What’s most troubling, however, is that in recent months the B.C. government has eased and tightened social and travel restrictions in a what economists call a “countercyclical” manner. That is, when new daily positive COVID cases increase, the government eases restrictions. When case counts fall, it tightens them. At best, government restrictions have been a lagged response, coming on the heels of individual British Columbians realizing risk and making autonomous self-correcting behavioural choices.

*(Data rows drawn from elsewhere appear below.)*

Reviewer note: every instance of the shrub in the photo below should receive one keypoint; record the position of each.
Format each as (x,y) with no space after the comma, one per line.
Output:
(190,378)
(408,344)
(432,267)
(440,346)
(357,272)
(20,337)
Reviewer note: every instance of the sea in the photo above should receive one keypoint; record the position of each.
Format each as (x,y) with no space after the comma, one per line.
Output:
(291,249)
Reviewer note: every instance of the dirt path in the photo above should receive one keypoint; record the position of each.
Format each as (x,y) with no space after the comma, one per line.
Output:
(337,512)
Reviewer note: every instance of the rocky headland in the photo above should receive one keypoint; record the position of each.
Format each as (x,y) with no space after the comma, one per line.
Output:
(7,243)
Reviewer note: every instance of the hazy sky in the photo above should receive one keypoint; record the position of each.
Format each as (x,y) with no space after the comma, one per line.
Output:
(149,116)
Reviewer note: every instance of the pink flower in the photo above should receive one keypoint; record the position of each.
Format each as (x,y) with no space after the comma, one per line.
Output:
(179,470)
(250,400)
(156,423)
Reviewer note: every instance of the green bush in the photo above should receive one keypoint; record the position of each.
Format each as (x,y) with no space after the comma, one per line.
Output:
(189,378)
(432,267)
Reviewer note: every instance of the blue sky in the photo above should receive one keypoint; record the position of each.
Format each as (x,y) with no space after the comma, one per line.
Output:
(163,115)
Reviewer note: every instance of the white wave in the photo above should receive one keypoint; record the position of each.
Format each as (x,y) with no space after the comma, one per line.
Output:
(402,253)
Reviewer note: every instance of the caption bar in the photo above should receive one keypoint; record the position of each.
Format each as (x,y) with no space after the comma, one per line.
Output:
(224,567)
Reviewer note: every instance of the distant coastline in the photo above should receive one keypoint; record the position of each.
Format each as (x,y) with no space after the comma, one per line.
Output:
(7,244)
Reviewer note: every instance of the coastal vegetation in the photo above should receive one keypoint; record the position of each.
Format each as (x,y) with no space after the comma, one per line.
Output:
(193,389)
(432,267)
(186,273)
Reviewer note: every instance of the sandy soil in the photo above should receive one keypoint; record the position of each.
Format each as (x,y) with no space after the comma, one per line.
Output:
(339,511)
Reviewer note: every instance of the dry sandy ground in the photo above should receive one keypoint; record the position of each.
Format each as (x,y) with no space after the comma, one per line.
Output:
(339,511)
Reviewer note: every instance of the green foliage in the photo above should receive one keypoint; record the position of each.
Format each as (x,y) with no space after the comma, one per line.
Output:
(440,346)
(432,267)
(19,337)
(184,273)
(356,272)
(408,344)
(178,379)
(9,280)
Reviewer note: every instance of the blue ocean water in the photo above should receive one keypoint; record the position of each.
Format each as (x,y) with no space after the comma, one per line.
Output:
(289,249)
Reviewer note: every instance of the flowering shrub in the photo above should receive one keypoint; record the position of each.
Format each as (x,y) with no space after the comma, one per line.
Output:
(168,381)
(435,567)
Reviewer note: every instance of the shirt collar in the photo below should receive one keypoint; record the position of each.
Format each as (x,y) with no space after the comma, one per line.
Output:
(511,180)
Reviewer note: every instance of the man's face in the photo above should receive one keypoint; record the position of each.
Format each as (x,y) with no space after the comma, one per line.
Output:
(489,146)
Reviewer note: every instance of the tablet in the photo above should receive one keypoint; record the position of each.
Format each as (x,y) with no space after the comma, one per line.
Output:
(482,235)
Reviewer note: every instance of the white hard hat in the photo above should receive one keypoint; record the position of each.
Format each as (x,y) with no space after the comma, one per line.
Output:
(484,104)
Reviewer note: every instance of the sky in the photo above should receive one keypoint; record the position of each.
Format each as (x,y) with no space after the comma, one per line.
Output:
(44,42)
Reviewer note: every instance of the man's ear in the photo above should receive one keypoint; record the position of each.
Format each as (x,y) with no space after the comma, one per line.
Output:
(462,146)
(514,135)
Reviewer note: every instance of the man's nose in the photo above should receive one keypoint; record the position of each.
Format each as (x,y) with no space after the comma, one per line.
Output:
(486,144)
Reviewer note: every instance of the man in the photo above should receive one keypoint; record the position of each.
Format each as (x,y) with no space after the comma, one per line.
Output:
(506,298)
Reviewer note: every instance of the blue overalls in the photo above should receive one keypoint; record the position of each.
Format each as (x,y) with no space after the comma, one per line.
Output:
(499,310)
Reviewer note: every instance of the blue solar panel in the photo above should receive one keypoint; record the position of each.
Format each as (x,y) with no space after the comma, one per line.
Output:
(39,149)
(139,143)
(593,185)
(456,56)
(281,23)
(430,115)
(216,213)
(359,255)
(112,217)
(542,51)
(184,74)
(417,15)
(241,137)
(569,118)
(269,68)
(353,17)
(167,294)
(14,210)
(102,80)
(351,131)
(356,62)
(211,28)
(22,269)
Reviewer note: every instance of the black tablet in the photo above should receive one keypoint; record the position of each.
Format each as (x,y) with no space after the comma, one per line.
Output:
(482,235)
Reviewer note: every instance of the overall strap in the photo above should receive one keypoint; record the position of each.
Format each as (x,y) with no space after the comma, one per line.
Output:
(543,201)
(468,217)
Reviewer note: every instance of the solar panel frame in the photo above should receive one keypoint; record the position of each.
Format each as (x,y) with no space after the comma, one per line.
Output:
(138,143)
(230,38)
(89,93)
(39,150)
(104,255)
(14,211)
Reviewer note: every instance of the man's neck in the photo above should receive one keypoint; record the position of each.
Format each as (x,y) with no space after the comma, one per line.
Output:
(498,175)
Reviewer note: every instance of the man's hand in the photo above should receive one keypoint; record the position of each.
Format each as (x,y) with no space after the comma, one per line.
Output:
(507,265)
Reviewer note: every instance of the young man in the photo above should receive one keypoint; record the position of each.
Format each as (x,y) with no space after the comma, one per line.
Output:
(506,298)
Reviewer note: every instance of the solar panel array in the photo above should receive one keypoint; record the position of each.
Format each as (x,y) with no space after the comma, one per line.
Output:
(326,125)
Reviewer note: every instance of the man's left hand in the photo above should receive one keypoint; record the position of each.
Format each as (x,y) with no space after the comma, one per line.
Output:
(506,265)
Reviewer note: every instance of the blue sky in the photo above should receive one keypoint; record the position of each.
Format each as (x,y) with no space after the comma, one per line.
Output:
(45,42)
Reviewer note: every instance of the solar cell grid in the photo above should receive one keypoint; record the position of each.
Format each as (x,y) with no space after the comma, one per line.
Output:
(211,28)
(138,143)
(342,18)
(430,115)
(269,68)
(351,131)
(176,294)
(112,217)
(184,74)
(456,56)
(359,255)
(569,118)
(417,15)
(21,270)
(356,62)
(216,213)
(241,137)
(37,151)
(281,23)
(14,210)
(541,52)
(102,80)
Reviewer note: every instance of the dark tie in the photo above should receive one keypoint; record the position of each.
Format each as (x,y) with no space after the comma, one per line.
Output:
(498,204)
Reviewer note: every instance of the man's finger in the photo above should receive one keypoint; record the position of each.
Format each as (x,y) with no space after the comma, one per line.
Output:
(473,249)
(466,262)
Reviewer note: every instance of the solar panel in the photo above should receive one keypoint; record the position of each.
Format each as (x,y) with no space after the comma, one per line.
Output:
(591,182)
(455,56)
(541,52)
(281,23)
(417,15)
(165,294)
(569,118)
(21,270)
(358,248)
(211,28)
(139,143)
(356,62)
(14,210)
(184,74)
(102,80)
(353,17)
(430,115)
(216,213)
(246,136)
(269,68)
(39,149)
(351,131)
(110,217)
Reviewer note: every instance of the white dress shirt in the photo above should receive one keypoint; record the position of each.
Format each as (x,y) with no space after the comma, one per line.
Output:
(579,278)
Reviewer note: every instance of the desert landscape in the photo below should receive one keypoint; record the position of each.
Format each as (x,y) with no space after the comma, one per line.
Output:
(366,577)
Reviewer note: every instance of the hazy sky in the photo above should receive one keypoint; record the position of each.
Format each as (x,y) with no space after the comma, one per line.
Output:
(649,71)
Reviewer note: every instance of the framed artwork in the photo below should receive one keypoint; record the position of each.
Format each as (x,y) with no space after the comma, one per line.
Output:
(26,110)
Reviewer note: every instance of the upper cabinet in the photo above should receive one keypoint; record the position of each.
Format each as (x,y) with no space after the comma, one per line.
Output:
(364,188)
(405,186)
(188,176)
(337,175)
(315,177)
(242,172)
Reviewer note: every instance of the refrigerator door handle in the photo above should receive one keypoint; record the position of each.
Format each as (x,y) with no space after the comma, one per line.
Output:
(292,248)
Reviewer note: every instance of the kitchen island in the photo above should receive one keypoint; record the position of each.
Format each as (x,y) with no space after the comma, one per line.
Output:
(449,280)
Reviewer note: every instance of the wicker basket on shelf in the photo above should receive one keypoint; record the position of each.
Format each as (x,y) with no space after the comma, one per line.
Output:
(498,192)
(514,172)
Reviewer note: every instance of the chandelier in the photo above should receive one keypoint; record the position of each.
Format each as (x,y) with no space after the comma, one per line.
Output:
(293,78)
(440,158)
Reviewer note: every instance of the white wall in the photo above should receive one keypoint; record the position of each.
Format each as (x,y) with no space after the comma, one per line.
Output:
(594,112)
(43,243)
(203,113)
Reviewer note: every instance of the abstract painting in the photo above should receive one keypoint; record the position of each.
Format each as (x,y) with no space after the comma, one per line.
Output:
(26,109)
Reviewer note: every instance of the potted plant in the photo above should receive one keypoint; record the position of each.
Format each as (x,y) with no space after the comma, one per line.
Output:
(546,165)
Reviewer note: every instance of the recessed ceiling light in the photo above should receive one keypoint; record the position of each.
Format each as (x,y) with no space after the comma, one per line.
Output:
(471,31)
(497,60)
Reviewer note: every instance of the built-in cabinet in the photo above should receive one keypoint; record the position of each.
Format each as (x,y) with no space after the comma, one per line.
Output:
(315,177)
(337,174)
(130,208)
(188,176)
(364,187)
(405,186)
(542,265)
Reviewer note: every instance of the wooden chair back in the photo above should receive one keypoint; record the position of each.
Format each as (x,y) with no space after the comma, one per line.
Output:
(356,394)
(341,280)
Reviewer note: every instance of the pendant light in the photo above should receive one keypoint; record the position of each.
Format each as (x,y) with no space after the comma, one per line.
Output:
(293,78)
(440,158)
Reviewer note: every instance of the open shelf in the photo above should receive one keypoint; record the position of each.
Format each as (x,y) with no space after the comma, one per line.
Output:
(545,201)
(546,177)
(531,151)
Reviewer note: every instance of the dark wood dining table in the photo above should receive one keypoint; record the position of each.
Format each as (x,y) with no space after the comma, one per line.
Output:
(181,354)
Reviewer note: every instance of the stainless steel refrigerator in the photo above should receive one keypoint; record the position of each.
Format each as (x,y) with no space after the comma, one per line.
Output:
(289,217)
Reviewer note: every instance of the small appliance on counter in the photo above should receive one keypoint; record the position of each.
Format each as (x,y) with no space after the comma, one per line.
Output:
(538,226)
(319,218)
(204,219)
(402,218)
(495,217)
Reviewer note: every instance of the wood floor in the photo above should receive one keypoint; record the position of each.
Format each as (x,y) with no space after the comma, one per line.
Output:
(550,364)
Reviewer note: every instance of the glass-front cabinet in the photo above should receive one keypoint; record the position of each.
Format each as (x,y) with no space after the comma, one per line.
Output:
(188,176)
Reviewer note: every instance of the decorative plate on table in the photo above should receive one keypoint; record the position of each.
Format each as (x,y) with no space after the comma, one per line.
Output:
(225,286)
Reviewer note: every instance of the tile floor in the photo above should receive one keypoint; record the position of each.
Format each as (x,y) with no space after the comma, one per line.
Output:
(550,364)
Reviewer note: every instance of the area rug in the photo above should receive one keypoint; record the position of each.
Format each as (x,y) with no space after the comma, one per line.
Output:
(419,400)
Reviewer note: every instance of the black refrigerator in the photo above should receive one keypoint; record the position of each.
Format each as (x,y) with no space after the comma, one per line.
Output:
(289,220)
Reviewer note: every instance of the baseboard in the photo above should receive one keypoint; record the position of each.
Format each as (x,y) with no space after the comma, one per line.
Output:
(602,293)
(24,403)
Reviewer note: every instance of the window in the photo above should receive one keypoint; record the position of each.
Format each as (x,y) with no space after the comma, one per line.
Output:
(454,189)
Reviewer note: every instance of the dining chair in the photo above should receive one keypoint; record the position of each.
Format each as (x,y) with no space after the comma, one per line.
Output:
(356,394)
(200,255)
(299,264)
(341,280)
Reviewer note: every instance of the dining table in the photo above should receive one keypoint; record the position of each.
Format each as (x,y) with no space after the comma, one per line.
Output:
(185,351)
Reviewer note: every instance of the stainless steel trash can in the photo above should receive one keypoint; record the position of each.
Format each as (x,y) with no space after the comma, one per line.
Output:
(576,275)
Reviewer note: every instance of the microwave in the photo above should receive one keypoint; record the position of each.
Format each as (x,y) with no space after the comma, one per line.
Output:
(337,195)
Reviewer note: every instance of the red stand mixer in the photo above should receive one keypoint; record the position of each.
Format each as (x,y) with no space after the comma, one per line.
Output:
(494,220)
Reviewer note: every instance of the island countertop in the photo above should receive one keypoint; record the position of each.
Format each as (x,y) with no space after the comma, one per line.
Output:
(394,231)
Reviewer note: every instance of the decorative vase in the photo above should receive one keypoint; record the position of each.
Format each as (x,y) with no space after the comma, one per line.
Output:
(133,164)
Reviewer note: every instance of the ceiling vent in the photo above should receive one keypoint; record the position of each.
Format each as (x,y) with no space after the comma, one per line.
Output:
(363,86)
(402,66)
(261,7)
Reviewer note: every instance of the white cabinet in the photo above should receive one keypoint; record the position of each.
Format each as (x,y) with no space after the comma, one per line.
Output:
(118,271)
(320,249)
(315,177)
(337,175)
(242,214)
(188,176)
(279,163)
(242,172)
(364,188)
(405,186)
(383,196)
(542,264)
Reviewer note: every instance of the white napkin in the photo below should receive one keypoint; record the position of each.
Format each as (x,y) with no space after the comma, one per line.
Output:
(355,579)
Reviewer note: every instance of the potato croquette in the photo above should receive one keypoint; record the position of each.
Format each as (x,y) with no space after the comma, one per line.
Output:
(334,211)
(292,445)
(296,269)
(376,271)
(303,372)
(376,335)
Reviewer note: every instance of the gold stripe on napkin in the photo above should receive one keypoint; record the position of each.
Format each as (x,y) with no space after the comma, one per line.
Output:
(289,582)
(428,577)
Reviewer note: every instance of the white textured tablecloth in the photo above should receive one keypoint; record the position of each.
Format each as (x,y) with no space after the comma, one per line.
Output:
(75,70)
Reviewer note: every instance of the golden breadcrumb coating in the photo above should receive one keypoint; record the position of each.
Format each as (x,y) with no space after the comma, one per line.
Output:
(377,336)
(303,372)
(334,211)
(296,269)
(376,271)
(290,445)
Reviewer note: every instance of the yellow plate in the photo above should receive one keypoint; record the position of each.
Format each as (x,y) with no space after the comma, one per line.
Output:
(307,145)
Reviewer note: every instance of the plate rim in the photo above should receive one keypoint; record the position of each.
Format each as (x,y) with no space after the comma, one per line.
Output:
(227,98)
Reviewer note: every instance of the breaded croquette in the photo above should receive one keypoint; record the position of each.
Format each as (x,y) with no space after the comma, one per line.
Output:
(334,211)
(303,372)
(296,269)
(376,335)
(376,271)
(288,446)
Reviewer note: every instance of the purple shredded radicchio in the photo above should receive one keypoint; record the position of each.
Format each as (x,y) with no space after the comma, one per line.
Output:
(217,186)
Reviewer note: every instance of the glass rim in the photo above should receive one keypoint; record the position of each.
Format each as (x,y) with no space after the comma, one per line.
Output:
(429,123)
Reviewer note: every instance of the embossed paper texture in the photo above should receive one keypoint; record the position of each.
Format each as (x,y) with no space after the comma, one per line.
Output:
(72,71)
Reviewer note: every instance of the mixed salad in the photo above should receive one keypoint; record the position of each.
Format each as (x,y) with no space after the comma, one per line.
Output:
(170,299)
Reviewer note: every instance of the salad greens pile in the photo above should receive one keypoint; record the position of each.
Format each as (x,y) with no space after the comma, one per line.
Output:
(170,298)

Consider that on March 11 of this year, after four months of severe restrictions on social gatherings, the Horgan government allowed British Columbians to gather outside in groups of up to 10 people—at a time when the seven-day moving average of new daily positive COVID cases was actually increasing significantly. Specifically, from the middle of February, the average of new daily positive COVID cases increased from approximately 400 per day to approximately 525 per day by March 11 when the government eased social restrictions. Don’t take my word it. Check out the graph (data from February 15, 2021 to March 11, 2021) on the government’s own BC Centre for Disease Control COVID-19 Epidemiology App.
Which brings us back to Premier Horgan’s latest travel restrictions, which the government imposed while its own data show COVID cases declining (specifically, the seven-day moving average of new daily positive COVID cases has been decreasing since April 12). Again, don’t take my word for it, look at the chart from the government’s own site (data from April 1, 2021 to April 25, 2021) as illustrated below.
These data from B.C., which raise questions about the effectiveness of restrictions, comport with a growing body of evidence that empirically tests and questions the efficacy of lockdowns and social and travel restrictions, particularly through a cost-benefit analysis. For example, see The Failed Experiment of Covid Lockdowns, The Case against Lockdowns or COVID-19: Rethinking the Lockdown Groupthink.
Canadians should welcome research examining the effectiveness of social and travel restrictions as we continue to battle COVID and learn lessons for future pandemics and viral outbreaks. The governments in B.C. and Ottawa would do well to carefully examine these lessons from outside jurisdictions.
Regardless of what you think about the effectiveness of social and travel restrictions, all British Columbians ought to question why the government is easing and tightening restrictions in a countercyclical manner to the actual spread of the virus.